I’ve been posting, ie paying attention in a myriad of ways..... since before the internet existed [’93-’94, approx], with about 30k pages of self written data out there. I’ve been watching this since before it began.
Portable digital audio, cell phones and ipods, is what killed the audio market. Changing demographics. $500-1000 cell phones... where the money would have went toward a modest audio system in a prior era of electronics and communication. Cellphones, portable audio, computers, and the internet, four things that were not there in the heyday of audio. People will 'get off' in whatever way they can, so it is no surprise that audio (full size gear) was so successful for that period of about 30-40 years, and no surprise that it declined as the 4 mentioned horsemen of the 'home audio/stereo' apocalypse came on line, over time.
Anything else (that has happened) is almost purely minor and incidental to the situation. Almost zero of it can be laid at the feet of an audio magazine, no matter how it is run. MQA is an attempt at explicit and overt control of a shrinking market.
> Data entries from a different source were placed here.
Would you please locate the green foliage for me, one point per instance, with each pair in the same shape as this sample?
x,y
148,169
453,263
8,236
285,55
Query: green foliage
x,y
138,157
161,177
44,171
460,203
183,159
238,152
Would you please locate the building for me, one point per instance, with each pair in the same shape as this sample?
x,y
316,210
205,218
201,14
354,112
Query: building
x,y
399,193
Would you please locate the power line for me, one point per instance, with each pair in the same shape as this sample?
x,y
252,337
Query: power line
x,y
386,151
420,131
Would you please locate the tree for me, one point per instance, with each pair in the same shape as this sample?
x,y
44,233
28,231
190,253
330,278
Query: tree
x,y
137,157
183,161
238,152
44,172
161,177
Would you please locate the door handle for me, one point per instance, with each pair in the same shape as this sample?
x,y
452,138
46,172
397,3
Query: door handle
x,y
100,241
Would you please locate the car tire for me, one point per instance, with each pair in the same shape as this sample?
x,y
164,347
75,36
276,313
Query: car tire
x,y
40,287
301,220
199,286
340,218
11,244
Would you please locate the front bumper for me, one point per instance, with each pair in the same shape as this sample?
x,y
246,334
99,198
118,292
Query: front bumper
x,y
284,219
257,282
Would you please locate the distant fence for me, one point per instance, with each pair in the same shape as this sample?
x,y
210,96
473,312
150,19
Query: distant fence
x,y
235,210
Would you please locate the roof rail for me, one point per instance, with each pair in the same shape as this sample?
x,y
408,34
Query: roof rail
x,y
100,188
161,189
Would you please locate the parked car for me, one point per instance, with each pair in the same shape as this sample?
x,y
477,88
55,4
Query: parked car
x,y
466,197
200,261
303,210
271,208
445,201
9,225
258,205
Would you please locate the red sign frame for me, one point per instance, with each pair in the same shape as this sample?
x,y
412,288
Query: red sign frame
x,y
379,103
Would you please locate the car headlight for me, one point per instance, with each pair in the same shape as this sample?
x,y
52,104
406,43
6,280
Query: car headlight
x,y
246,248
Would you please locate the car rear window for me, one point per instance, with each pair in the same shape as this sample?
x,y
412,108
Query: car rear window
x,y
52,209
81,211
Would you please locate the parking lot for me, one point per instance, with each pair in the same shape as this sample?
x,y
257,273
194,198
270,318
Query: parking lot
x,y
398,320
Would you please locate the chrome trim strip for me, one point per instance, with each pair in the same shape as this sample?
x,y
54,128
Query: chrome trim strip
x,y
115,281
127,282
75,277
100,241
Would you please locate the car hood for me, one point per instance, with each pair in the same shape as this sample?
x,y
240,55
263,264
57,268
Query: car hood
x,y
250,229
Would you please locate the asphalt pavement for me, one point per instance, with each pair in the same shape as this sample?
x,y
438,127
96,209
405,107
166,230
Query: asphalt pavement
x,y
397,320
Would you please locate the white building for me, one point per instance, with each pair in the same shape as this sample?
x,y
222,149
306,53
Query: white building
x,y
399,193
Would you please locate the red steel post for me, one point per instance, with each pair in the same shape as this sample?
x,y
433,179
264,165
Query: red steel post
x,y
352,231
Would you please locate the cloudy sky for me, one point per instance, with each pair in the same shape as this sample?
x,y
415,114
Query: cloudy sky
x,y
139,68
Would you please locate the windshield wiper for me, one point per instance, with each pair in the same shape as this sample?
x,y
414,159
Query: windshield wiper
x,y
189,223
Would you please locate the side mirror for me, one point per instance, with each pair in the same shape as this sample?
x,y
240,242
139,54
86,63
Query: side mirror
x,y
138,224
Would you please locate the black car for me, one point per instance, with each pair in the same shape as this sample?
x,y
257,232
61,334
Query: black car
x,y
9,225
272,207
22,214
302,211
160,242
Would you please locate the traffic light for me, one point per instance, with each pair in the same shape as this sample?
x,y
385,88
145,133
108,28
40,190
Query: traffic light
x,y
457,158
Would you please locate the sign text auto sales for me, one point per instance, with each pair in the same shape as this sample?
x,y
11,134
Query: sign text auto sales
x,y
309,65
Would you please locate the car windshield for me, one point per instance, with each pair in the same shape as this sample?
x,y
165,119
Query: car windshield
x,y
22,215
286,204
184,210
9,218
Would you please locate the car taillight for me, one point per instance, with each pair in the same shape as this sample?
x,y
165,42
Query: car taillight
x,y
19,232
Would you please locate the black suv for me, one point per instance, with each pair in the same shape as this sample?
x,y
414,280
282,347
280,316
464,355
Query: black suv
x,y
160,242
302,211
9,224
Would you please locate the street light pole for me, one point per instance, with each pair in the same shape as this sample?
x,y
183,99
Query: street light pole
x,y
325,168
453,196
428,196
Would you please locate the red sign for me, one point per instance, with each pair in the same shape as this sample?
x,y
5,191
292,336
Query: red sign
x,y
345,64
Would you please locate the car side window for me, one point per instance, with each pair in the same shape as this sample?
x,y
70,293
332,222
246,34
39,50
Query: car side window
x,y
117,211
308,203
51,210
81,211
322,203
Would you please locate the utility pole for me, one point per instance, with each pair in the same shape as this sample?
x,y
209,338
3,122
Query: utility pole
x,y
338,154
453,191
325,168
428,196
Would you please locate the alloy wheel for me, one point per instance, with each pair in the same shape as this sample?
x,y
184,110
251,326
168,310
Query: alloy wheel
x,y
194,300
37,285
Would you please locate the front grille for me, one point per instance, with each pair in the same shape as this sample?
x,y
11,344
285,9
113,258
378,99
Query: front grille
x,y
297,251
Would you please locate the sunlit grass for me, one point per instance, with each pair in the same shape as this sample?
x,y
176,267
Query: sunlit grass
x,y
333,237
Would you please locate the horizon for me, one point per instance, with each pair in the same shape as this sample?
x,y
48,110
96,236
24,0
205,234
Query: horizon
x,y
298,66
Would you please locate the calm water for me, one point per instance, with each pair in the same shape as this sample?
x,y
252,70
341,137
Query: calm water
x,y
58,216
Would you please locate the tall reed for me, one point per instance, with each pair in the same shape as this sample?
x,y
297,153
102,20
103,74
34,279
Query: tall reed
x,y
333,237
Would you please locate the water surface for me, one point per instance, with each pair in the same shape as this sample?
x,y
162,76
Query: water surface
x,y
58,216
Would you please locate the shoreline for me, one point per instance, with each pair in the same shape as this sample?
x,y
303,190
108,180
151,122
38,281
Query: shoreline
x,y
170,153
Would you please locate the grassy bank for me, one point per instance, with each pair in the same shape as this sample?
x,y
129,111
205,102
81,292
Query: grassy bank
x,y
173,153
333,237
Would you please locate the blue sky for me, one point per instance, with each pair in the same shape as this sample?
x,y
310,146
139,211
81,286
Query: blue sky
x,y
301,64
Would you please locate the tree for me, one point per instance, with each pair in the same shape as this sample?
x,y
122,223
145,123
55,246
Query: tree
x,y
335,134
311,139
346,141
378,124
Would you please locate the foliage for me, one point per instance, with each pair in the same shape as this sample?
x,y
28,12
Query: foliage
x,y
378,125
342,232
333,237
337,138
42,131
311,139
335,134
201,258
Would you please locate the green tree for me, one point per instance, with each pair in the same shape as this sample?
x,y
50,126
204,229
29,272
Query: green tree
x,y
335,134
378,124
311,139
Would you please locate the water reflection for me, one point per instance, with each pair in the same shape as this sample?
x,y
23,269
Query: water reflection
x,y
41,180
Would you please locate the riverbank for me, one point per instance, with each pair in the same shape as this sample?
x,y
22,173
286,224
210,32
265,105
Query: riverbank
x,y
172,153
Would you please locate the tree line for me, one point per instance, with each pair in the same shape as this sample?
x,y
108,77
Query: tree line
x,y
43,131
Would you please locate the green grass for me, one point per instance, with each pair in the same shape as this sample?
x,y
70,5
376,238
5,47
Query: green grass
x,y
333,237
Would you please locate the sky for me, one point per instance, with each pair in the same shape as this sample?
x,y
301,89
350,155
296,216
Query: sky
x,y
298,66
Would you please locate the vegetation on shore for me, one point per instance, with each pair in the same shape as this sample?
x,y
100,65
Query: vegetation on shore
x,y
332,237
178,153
The market went in the direction it could as it is about profit, not saving music for ..someone..(sacrificing themselves on an altar, for who, specifically?), it’s about keeping the doors open and the given audio enterprises. They simply went to where the customers were, in a shrinking and changing demographic. No hidden agenda there, just common sense as applied to business structuring in a largely insurmountable scenario.
MQA is the same, it’s just good business sense for members of the RIAA and so on. Limited views they may all be, in my thinking, but they are what they are. And they (as business ideals and as open acts) are not automatically sacrificial to the ideals I may personally hold, they simply are. I happen to think MQA is a very bad idea and that much music will be lost to it, for a decade or more, if it goes mainstream.